EUR-USD steadied just under opening levels, currently at 1.1040, after initially falling to 1.1002 lows, then ramping up to session highs of 1.1120 in the aftermath of the jobs report. The lowering of IMF EU growth forecasts due to Brexit likely added some weight to the pairing, though on going Brexit uncertainty should keep the euro in sell-the-rally mode for the foreseeable future.

USD-JPY remains heavy, despite the better risk backdrop post-jobs data, dipping briefly to 100.00, levels last seen following the Brexit vote outcome. Brexit fallout will continue to keep the market nervous, which in turn should keep the safe haven yen underpinned. The pairing has since rallied over 100.80, likely as shorts are covered into the weekend. The prospects of intervention remains real, especially under the key 100 level, and will keep USD-JPY shorts on their toes.

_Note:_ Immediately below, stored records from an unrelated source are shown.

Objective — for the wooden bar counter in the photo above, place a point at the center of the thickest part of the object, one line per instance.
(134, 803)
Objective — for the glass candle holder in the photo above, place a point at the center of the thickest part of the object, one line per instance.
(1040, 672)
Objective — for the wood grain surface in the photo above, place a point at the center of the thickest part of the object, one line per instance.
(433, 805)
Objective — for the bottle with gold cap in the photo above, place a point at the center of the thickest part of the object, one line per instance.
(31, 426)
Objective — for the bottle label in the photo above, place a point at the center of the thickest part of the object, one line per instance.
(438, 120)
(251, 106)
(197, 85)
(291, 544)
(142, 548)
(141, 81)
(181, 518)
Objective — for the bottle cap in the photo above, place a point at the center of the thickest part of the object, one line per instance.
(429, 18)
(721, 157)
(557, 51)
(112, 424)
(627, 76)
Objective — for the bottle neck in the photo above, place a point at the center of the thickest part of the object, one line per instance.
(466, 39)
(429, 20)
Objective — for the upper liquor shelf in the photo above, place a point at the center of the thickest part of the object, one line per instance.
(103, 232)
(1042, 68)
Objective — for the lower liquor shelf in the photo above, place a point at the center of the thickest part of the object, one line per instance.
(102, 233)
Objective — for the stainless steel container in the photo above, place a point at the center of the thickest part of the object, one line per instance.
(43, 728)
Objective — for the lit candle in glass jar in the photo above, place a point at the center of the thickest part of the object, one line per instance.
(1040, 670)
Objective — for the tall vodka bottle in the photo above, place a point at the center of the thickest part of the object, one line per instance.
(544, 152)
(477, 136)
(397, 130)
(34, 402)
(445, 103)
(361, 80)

Aside from the brief bounce in the aftermath of the U.S. jobs report, the pound traded softer on Friday, with Cable having ebbed to the low 1.29s and EUR-GBP having lifted above 0.8570. Signs of weakening UK business and consumer sentiment, and an ebb in economic activity are keeping a lid on the pound. A survey of UK consumer confidence by Gfk, conducted after the Brexit vote (between June-30 to July-5), dove to -9 from -1, which is the sharpest drop in the data series since 1994. Think tank NIESR said yesterday that it estimates UK GDP went negative in June after stagnating in May.

EUR-CHF has recouped to the 1.0800-1.0900 area, above the post-Brexit 10-month low at 1.0623 (seen on June 24). The SNB confirmed that it had intervened in EUR-CHF in the day following the Brexit vote. The central bank stated that it has “intervened in the foreign exchange market to stabilise the situation and will remain active in that market.” The SNB said last month after its quarterly policy review that it has been monitoring the impact of the Brexit issue on the “significantly overvalued” franc.

USD-CAD rallied to nearly two-week highs of 1.3090 following the mix of data, which revealed a better than expected U.S. jobs report, and a softer Canadian employment outcome. In addition, oil prices remained near the bottom of a two-month range, with WTI crude idling near $45.50, after dipping under $45.00 on Thursday. The 1.3100-20 band becomes resistance, and represents various tops seen in June.